Ahora, es verdad que la cinta dura 6 días, que utiliza un largo monólogo  de un vecino que parece cifrar el sentido del desastre que viven los personajes, y que incluso la anécdota aquella de Nietzsche parece sugerir un sentido. El film de Tarr se niega a ello, no obstante. Es particularmente ejemplar el modo en que utiliza un narrador en apariencia omnisciente que, sin embargo, no da muchas luces sobre lo que ocurre, pues cuando fragmentariamente comenta una escena apenas da información sobre la escena en particular. La fábula y la narración están intencionalmente truncadas en El caballo de Turín. No hay posibilidad de configurar un sentido completo. El caballo de Turín es casi una alegoría que, en todo caso, no transmite significado alguno. Schekner nota bien ello, si bien describe a la película como fábula cíclica. No es cíclica, ni alcanza a ser fábula, pues en este mundo de catástrofe no hay ni posibilidad para ello.


Es notoria la conexión con Beckett como anota el mismo Schekner. Pero no sólo con la trilogía, sino también con el teatro de Beckett, en particular con obras como sus dos Actos sin palabras, o La última cinta de Krapp. El resaltar las rutinas y el modo en que sus personajes las siguen realizando sin razón ninguna resulta más que una afinidad. El caballo de Turín es una película tremendamente beckettiana, pues plantea también un límite en el lenguaje -cinematográfico- partiendo de un desarollo dramático muy tenúe. Rutinas que son tan reiterativas como la pieza musical compuesta por Mihaly Vig para la película que suena una y otra vez hasta que ya no suena, hasta detenerse. En algún momento esa rutina se va atrofiando también hasta inmovilizarse.
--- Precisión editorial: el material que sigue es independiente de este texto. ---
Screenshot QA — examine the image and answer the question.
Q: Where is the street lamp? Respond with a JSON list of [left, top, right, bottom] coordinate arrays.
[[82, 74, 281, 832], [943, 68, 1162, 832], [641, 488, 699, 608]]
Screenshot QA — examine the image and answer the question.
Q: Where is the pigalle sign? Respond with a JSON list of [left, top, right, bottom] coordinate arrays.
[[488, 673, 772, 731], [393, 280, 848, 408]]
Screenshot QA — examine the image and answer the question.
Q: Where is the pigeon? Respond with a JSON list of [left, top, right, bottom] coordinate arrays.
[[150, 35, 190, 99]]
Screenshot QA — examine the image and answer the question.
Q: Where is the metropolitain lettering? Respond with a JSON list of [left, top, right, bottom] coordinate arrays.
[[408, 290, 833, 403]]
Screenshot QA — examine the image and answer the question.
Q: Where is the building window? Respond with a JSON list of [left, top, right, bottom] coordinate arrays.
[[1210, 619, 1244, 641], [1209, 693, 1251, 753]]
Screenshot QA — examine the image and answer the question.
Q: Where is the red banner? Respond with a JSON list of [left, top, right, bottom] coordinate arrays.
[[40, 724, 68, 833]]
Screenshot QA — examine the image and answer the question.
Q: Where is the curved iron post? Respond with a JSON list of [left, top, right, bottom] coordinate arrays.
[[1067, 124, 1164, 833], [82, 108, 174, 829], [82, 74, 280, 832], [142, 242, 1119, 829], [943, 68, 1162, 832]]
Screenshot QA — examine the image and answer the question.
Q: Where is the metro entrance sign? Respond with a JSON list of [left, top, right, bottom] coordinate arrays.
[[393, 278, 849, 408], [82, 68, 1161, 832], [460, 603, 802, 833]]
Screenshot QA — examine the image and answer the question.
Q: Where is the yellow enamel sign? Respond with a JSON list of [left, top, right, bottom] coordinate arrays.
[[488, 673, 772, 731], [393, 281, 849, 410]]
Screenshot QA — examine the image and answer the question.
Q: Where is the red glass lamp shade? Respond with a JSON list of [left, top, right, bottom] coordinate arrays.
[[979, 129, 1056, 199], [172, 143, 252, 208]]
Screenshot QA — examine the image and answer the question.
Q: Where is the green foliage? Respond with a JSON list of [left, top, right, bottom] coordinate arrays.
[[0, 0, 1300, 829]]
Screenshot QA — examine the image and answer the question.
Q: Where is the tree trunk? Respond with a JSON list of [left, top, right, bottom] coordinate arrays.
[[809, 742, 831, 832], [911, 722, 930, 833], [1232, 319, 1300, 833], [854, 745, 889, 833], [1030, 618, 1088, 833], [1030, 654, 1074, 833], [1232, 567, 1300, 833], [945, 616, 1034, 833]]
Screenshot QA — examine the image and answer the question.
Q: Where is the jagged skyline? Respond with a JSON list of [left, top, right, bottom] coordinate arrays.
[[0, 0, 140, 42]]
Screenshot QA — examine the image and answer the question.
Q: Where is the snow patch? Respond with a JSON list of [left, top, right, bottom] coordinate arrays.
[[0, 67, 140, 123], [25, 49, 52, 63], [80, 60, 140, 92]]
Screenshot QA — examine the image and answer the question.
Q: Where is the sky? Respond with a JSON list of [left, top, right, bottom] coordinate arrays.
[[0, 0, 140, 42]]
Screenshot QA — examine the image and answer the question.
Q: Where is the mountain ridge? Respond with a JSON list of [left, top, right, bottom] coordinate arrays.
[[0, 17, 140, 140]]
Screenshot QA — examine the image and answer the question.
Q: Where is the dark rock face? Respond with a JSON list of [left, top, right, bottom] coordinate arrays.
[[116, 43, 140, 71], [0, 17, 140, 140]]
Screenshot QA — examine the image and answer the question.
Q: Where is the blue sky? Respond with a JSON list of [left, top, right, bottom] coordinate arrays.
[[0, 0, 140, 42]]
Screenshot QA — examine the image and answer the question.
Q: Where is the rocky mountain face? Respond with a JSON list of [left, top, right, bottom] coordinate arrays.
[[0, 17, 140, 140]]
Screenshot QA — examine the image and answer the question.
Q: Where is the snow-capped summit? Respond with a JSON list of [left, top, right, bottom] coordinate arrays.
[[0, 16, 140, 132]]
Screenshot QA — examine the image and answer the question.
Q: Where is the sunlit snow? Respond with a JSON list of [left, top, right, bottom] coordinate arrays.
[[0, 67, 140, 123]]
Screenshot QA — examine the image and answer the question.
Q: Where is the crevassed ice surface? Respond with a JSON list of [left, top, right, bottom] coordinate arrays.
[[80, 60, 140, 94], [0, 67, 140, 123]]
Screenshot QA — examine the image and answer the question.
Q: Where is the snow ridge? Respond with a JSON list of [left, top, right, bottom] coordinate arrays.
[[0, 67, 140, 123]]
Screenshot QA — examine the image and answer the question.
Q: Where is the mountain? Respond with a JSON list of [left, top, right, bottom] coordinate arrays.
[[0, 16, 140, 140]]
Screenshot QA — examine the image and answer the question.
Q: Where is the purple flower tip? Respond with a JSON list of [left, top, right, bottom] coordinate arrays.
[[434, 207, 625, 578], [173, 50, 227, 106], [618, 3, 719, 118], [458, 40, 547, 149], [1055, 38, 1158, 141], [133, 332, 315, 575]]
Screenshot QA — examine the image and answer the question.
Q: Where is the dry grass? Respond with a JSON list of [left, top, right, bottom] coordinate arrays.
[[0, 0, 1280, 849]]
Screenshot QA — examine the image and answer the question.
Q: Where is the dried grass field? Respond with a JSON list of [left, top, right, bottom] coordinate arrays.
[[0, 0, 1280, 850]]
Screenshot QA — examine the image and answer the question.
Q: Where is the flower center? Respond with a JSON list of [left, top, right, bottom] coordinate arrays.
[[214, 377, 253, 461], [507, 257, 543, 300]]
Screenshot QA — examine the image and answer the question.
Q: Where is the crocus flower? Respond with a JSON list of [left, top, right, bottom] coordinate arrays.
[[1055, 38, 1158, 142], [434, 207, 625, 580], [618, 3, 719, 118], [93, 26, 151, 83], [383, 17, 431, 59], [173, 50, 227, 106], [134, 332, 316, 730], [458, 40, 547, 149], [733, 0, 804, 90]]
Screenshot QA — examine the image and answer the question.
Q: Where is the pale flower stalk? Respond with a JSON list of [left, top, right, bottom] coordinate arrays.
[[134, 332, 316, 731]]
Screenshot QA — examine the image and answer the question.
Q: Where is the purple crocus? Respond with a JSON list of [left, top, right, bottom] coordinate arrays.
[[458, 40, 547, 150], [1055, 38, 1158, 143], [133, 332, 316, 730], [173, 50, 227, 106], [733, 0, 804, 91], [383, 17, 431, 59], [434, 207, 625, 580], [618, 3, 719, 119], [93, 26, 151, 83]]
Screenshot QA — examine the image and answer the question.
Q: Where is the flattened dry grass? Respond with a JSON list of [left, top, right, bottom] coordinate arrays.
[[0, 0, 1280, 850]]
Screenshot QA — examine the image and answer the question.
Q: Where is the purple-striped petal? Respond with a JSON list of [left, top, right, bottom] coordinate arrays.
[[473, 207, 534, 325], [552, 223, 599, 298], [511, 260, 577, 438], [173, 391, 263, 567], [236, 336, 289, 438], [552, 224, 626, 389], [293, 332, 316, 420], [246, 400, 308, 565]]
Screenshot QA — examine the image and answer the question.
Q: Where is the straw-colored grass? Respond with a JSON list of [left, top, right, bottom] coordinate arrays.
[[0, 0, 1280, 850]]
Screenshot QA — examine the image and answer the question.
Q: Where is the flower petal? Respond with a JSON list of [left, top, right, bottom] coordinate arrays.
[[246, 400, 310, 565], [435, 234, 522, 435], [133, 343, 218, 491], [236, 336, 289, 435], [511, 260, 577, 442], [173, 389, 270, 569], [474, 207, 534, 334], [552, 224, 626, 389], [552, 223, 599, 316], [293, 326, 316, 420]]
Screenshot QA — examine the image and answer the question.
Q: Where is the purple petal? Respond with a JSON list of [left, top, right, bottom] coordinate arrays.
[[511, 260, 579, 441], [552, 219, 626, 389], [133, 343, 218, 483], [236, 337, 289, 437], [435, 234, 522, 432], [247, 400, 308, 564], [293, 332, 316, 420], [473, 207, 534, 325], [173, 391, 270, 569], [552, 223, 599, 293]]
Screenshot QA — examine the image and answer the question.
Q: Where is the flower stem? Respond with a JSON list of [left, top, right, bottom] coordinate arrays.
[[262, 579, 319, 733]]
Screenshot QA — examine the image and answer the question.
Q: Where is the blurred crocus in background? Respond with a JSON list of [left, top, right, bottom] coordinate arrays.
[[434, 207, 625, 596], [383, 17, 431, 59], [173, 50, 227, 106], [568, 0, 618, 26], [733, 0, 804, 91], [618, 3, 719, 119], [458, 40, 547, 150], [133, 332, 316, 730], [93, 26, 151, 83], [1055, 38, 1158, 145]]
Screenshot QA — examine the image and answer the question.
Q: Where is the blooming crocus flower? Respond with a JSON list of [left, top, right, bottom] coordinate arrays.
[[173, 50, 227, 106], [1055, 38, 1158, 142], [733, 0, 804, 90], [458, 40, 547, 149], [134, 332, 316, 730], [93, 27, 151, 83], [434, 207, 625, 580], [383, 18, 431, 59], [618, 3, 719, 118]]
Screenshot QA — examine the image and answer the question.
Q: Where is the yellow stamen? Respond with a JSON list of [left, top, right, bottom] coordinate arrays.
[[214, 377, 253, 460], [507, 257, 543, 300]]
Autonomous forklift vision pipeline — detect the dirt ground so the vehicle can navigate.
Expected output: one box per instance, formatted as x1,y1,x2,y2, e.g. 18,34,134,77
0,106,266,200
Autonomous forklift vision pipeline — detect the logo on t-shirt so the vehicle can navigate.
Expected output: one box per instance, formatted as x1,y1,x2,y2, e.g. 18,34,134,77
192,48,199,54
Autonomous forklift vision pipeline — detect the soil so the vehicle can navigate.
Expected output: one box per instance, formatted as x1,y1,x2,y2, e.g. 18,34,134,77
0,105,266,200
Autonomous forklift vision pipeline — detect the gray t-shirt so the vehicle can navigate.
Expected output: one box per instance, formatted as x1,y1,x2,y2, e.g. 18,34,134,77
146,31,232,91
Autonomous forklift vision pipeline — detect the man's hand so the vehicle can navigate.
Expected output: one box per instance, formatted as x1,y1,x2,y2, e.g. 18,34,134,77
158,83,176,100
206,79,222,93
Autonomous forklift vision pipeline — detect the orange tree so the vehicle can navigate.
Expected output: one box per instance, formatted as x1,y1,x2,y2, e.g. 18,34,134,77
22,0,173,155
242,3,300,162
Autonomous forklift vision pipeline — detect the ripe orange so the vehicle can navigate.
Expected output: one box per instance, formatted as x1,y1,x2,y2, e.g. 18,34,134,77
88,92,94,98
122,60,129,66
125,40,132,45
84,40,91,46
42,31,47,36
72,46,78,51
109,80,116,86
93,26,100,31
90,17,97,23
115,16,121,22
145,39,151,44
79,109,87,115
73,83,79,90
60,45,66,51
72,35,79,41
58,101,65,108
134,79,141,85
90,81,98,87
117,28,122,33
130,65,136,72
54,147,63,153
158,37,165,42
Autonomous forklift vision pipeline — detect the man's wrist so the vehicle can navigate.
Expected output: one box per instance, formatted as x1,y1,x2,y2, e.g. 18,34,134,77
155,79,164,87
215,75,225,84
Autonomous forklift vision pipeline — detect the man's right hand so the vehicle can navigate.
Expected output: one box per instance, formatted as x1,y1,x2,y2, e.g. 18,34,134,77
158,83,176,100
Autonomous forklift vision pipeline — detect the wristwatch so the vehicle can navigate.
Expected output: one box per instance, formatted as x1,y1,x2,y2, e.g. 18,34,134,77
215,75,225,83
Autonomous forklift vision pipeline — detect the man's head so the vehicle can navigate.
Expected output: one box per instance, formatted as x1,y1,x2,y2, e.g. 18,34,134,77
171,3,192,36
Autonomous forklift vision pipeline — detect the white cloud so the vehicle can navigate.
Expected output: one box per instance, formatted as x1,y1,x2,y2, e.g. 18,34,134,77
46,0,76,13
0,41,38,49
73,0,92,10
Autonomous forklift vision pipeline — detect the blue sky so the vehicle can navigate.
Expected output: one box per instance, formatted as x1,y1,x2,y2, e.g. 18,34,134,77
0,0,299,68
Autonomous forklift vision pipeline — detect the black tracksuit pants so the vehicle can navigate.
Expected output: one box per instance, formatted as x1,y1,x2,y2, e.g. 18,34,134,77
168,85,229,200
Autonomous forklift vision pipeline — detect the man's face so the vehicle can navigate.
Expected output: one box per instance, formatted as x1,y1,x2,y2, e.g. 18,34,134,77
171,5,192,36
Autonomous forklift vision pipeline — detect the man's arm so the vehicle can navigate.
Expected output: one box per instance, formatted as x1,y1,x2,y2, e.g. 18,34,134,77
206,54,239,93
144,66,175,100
La creciente inmovilidad que acompaña al desastre se ve conjugada con una especie de atrofia de la misma narrativa de la película, cual si a la cinta se le fuera agotando el combustible que vemos al final se le acaba a la lámpara de aceite. El inexorable fin es lo que se presencia en El caballo de Turín. Nuestras interpretaciones son incompletas, aunque haya algunas como las de Rafael Argullol o Javier Avilés que me convenzan. Pero por encima de ellas está lo que ocurre en el film, lo verdaderamente inefable.


Jonathan Rosenbaum observaba lúcidamente lo que repetidamente he puesto aquí: la película se trata más de una experiencia que de una fábula. Las interpretaciones no reemplazan lo que se siente al ver a aquella mujer a la que su propio cabello le oculta cara mientras el viento le impide casi caminar. Una imagen que me cala los huesos. Tarr se ha acercado a concretar una cuestión que parece muy abstracta, esa certeza del fin que todos tenemos. Lo ha hecho con unos recursos mínimos, pues quizás no se trate de una cuestión tan extraordinaria como el fin del Mundo


Valga anotar, antes de terminar, que Tarr sigue sus procedimientos radicalmente sin tener en cuenta la dramaturgia convencial. Rosenbaum acertadamente afirma cómo estos esquemas tradicionales han sido y son subvertidos por varios realizadores, lo que no significa que de ellos, incluyendo a Tarr, uno no  los pueda ver con placer y satisfacción. El crítico estadounidense adscribe la cuasi-censura que sufre este tipo de cine a un problema de su país, pero no hay sino que leer algunas críticas de otros lares para notar que no es así. El caballo de Turín es una gran película por su capacidad de recrear la desolación de un par de personajes que irremediablemente van pereciendo. Sus imágenes son marcas que lentamente se avivan en uno, y que le dan la sensación de que si ha de haber fin debe ser como lo muestra Tarr. Hasta cierto punto la última cinta de Tarr no es sino una anti-teología que exhibe el fin de un mundo puramente material. Claro está que esto no es más que otra interpretación.



* Traducción mía de la traducción inglesa del texto que aparece en una entrevista que FilmComment hizo a Bela Tarr. Los errores son míos.